Al fine di vagliare la fondatezza del costrutto accusatorio, occorre verificare se nel periodo in cui l’Avv. Emilio Ferraro ha rivestito l’incarico di amministratore, fosse in atto la creazione o l’aggravamento di una situazione di dissesto economico che, prevedibilmente, avrebbe condotto al fallimento della società. Aspetto, quest’ultimo, completamente tralasciato dal Pubblico Ministero, nel corso della requisitoria. In relazione a tale profilo.
Alla luce della ricostruzione effettuata non può che pensarsi che il Ferraro – scrive ancora l’avvocato Tedesco – dall’Ufficio di Procura sarebbe stato ritenuto comunque colpevole, anche se avesse svolto il ruolo di amministratore per un solo mese. Se, infatti, le condotte sono state espunte da quelle responsabilizzanti, anche grazie alla verifica della semplice incongruenza temporale tra la singola azione e il periodo di competenza del Ferraro, e neanche ciò è bastato a far ricredere la Procura sulla colpevolezza dell’imputato, allora non può che ritenersi che il Ferraro sarebbe stato considerato comunque responsabile per il sol fatto di aver rivestito quella carica!

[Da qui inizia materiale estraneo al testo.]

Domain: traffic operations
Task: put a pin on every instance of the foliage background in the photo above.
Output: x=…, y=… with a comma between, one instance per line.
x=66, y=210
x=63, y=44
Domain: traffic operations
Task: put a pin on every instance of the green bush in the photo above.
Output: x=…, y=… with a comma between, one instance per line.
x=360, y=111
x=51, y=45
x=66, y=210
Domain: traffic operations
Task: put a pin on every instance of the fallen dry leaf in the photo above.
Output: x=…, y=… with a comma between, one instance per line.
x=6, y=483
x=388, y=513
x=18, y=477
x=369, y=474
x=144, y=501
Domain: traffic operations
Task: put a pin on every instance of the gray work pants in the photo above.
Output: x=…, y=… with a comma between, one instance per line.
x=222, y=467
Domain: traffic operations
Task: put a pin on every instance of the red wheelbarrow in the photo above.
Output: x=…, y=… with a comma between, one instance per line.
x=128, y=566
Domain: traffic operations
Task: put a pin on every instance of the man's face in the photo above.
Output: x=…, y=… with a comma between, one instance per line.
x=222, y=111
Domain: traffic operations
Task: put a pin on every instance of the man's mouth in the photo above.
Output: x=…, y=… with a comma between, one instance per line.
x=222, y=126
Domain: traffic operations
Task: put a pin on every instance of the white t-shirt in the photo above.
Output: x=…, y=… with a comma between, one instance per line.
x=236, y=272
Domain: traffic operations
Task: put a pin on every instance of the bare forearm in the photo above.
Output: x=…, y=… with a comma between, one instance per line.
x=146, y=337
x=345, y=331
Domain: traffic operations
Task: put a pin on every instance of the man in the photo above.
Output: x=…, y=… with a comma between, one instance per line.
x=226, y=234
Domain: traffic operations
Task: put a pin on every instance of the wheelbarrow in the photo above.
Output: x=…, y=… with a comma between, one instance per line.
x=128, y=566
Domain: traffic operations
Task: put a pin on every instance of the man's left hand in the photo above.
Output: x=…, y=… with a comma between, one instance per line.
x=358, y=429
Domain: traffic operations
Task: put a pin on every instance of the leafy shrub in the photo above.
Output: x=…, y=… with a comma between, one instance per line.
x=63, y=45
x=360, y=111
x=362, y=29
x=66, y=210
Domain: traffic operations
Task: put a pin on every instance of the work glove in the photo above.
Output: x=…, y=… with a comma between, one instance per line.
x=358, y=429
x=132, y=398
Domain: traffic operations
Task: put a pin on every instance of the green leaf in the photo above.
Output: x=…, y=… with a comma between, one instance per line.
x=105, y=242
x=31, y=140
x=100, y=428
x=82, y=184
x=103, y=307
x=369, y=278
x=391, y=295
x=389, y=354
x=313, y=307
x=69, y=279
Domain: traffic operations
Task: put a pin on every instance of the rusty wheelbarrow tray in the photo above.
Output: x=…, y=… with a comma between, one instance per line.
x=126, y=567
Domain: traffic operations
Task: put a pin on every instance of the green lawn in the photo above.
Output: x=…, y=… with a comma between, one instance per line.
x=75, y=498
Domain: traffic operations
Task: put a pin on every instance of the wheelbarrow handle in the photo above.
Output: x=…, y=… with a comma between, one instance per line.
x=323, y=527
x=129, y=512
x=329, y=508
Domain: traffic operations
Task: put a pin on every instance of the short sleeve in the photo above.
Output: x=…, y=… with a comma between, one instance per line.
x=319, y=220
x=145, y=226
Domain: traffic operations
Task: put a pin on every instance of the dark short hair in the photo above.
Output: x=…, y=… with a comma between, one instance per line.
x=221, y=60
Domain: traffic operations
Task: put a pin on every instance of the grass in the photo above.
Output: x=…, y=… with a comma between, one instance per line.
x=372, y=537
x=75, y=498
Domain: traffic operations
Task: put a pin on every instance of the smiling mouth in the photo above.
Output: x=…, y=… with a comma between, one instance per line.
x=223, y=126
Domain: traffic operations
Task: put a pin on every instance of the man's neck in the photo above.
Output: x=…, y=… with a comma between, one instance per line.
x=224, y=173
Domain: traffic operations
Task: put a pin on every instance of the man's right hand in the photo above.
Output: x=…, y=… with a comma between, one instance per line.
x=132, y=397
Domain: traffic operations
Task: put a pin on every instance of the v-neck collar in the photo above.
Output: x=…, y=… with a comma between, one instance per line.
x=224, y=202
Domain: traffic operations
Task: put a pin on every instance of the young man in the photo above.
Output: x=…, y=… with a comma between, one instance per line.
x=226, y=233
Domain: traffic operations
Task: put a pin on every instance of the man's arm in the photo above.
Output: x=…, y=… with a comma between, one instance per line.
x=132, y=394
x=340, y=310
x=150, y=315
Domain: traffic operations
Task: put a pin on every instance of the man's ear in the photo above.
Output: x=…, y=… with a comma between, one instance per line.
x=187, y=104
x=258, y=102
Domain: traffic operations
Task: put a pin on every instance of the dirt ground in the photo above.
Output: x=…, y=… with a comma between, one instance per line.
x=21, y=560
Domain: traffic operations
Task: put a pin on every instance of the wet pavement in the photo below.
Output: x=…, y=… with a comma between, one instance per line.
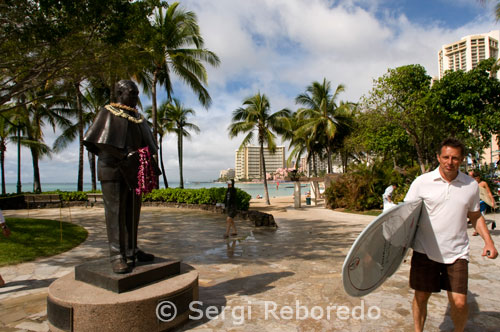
x=285, y=279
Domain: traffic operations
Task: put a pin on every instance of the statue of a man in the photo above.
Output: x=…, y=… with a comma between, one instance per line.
x=116, y=136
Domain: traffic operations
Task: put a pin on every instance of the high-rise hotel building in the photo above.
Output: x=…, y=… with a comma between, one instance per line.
x=247, y=161
x=466, y=53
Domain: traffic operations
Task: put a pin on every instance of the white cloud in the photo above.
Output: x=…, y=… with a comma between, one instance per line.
x=278, y=47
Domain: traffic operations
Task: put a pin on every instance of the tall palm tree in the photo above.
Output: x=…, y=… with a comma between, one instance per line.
x=176, y=46
x=164, y=127
x=41, y=112
x=323, y=115
x=256, y=116
x=178, y=115
x=7, y=130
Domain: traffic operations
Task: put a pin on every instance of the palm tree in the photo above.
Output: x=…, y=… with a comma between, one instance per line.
x=256, y=116
x=7, y=129
x=164, y=126
x=176, y=46
x=177, y=115
x=323, y=115
x=38, y=113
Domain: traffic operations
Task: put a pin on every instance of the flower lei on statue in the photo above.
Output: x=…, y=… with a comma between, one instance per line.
x=117, y=110
x=146, y=177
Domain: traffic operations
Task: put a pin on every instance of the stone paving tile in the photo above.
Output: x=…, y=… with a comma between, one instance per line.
x=297, y=265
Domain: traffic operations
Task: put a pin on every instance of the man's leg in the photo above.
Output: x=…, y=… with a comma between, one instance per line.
x=420, y=309
x=459, y=310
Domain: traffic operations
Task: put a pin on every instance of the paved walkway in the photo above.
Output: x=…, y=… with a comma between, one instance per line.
x=295, y=269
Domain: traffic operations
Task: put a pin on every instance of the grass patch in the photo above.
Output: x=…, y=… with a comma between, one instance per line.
x=34, y=238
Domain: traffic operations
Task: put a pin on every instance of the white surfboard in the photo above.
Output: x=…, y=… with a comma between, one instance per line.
x=380, y=248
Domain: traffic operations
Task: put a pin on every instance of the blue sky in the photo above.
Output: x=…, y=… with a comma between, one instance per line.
x=278, y=47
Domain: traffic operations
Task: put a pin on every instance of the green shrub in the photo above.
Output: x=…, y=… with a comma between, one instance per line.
x=197, y=196
x=362, y=187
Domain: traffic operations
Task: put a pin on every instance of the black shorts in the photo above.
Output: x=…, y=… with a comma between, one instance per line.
x=429, y=276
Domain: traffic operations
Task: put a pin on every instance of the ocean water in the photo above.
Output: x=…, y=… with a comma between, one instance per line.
x=254, y=189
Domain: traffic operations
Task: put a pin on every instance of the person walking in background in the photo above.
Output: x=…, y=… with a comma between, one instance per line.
x=387, y=197
x=485, y=196
x=441, y=246
x=6, y=233
x=230, y=203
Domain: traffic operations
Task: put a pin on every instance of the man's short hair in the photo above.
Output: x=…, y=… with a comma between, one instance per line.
x=454, y=143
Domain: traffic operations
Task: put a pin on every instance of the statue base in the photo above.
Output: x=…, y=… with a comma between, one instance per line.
x=99, y=273
x=74, y=305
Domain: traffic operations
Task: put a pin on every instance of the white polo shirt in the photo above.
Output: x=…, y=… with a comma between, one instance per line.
x=442, y=230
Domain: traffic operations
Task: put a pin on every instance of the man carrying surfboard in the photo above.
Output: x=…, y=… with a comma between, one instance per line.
x=441, y=247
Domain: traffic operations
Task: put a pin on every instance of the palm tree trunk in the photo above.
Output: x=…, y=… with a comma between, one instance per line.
x=179, y=152
x=80, y=137
x=315, y=169
x=19, y=187
x=37, y=186
x=165, y=182
x=263, y=163
x=329, y=161
x=154, y=106
x=2, y=164
x=93, y=177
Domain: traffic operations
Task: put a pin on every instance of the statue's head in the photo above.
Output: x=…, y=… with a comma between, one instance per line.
x=127, y=93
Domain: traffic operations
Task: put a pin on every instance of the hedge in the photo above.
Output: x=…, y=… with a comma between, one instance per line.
x=197, y=196
x=178, y=195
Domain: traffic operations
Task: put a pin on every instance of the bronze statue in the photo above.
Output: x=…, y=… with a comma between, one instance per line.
x=117, y=135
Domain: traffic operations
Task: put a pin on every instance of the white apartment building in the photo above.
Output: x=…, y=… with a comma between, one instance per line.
x=227, y=173
x=247, y=161
x=466, y=53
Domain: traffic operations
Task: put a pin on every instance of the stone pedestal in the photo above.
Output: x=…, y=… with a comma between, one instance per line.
x=296, y=194
x=99, y=273
x=74, y=305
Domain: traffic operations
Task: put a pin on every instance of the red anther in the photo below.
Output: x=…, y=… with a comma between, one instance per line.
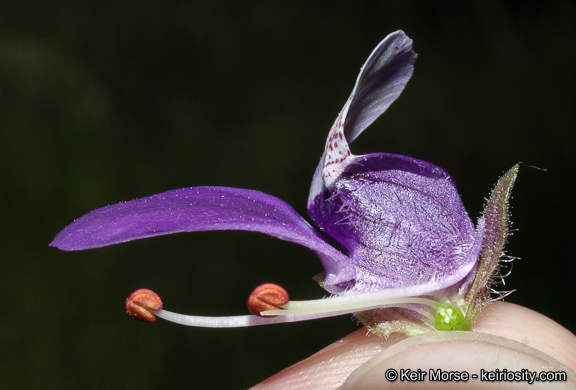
x=140, y=302
x=268, y=296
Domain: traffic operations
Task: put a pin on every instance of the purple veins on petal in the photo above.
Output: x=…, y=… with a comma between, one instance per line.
x=400, y=219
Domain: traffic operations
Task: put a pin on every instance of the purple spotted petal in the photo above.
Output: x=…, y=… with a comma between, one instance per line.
x=401, y=221
x=198, y=209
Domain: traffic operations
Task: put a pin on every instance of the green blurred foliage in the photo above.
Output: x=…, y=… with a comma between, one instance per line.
x=101, y=103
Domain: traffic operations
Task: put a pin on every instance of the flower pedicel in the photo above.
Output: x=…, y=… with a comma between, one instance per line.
x=409, y=258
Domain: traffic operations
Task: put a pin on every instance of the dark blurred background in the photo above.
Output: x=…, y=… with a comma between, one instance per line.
x=105, y=102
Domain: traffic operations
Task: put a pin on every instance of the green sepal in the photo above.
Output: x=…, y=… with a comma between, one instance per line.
x=496, y=216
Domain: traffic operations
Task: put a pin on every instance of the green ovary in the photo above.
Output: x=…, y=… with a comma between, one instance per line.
x=449, y=317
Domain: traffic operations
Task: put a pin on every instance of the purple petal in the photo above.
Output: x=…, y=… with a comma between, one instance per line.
x=198, y=209
x=381, y=80
x=400, y=219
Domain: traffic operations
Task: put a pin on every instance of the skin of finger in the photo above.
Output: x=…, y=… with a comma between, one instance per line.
x=531, y=328
x=330, y=367
x=411, y=364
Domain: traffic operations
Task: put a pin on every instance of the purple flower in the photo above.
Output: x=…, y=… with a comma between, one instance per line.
x=409, y=258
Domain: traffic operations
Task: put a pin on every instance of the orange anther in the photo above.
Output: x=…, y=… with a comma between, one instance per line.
x=140, y=302
x=268, y=296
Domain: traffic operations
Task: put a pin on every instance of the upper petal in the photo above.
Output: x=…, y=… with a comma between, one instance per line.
x=381, y=80
x=199, y=209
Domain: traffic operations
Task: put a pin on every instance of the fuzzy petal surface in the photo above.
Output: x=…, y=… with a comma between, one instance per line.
x=401, y=221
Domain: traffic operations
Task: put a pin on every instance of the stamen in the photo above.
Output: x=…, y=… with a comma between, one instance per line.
x=267, y=297
x=141, y=302
x=268, y=303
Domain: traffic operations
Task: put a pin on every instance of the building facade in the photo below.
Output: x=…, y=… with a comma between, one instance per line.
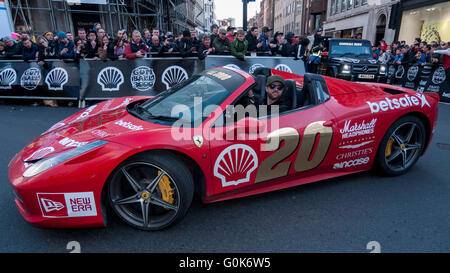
x=428, y=20
x=69, y=15
x=370, y=18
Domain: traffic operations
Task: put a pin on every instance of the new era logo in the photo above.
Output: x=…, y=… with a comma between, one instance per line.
x=78, y=204
x=50, y=205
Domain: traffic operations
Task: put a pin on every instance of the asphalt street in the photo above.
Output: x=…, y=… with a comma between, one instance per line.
x=410, y=213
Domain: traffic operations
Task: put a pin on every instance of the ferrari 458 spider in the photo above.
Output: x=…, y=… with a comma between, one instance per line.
x=145, y=157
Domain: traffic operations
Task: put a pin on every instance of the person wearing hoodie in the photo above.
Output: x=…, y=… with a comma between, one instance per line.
x=287, y=48
x=239, y=46
x=221, y=43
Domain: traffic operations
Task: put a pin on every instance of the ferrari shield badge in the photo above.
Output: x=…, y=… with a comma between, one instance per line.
x=198, y=141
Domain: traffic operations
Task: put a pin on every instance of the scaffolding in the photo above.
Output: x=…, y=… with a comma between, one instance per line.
x=166, y=15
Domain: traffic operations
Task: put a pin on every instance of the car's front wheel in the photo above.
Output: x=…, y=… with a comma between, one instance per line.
x=401, y=146
x=151, y=191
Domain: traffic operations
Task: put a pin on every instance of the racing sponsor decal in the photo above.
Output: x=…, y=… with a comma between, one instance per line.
x=142, y=78
x=352, y=154
x=350, y=43
x=85, y=113
x=438, y=76
x=173, y=75
x=219, y=74
x=254, y=67
x=312, y=151
x=129, y=125
x=30, y=78
x=57, y=78
x=235, y=164
x=77, y=204
x=68, y=142
x=351, y=163
x=284, y=68
x=8, y=76
x=402, y=102
x=38, y=155
x=358, y=129
x=356, y=146
x=110, y=79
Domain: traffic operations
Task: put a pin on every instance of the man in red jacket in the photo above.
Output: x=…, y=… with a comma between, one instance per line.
x=136, y=48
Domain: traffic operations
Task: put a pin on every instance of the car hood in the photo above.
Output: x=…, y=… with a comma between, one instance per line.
x=354, y=60
x=99, y=121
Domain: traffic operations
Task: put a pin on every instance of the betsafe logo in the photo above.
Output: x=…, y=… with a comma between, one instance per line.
x=392, y=104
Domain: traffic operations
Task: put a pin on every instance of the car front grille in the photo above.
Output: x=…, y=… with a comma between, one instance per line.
x=370, y=69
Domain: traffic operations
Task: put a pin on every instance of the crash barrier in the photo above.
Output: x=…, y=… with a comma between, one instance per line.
x=426, y=78
x=98, y=80
x=58, y=80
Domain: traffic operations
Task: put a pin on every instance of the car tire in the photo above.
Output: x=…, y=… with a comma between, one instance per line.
x=401, y=146
x=136, y=196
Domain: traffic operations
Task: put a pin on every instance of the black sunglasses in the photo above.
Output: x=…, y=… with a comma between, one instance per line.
x=273, y=86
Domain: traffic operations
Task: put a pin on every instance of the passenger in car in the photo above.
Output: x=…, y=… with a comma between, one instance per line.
x=273, y=96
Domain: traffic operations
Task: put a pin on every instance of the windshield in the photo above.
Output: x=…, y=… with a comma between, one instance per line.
x=350, y=48
x=191, y=101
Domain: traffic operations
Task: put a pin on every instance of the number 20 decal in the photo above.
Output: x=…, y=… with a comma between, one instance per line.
x=313, y=149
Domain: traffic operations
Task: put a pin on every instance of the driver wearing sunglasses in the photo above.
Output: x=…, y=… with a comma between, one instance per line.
x=274, y=91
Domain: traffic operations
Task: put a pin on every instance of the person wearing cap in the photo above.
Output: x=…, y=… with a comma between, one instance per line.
x=66, y=47
x=239, y=45
x=222, y=44
x=214, y=32
x=274, y=90
x=252, y=39
x=230, y=33
x=52, y=43
x=264, y=42
x=11, y=48
x=186, y=46
x=91, y=47
x=136, y=48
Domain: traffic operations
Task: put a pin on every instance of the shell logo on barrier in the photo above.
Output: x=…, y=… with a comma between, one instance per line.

Nel caso de quo il Ferraro, richiesto di svolgere il ruolo di amministratore per i motivi già detti, non riuscendo a porre in essere attività di amministrazione attiva né tantomeno attività di controllo sull’operatività della Società, nonostante il tentativo di rendicontazione mensile istituito con Ciancio, presentava le dimissioni dalla carica. Tale comportamento evidentemente risulta scevro di ogni proposito doloso ed in assoluta opposizione a quanto sostenuto dall’Accusa. Nondimeno, non può che considerarsi l’epoca in cui il Ferraro svolgeva quell’attività: ben cinque anni prima della dichiarazione di fallimento.
Il Ferraro non rivestiva la carica di amministratore durante un momento di decozione della società, né quando la stessa era in una situazione di crisi ovvero di dissesto, ma quando la società aveva oltre 300.000,00 euro di crediti ed un patrimonio netto, positivo (alla data del 31.12.2010) di ben 143 mila euro. A sentire la sola versione del Pubblico Ministero parrebbe di essere nella classica ipotesi di società che individuano teste di legno senza qualifiche e competenze, onde rivestire ruoli di responsabilità, perché chi amministra in concreto non può comparire! Ci troviamo, di contro, in un’ipotesi ben diversa, e cioè nel caso di una società operativa e economicamente solida, con un potenziale di crescita enorme e progressivo (dovuto alla connessione con la edificazione degli appartamenti ex pastificio Amato) che coinvolge come figura di coamministratore un professionista con notevole esperienza nel settore della contrattualistica immobiliare: professionista che, come evidenziato in precedenza, non appena si rende conto di non aver alcun potere, di non ottenere i risultati lascia.
L’unico punto in cui Ferraro firma un assegno di 8mila euro a Mario Del Mese, come risultat dai tabulati bancari, del 30 dicembre 2010, viene compensato dal fatto che in data 24 gennaio 2011, lo stesso Del Mese, restituiva la somma con altro assegno circolare di 8 mila euro.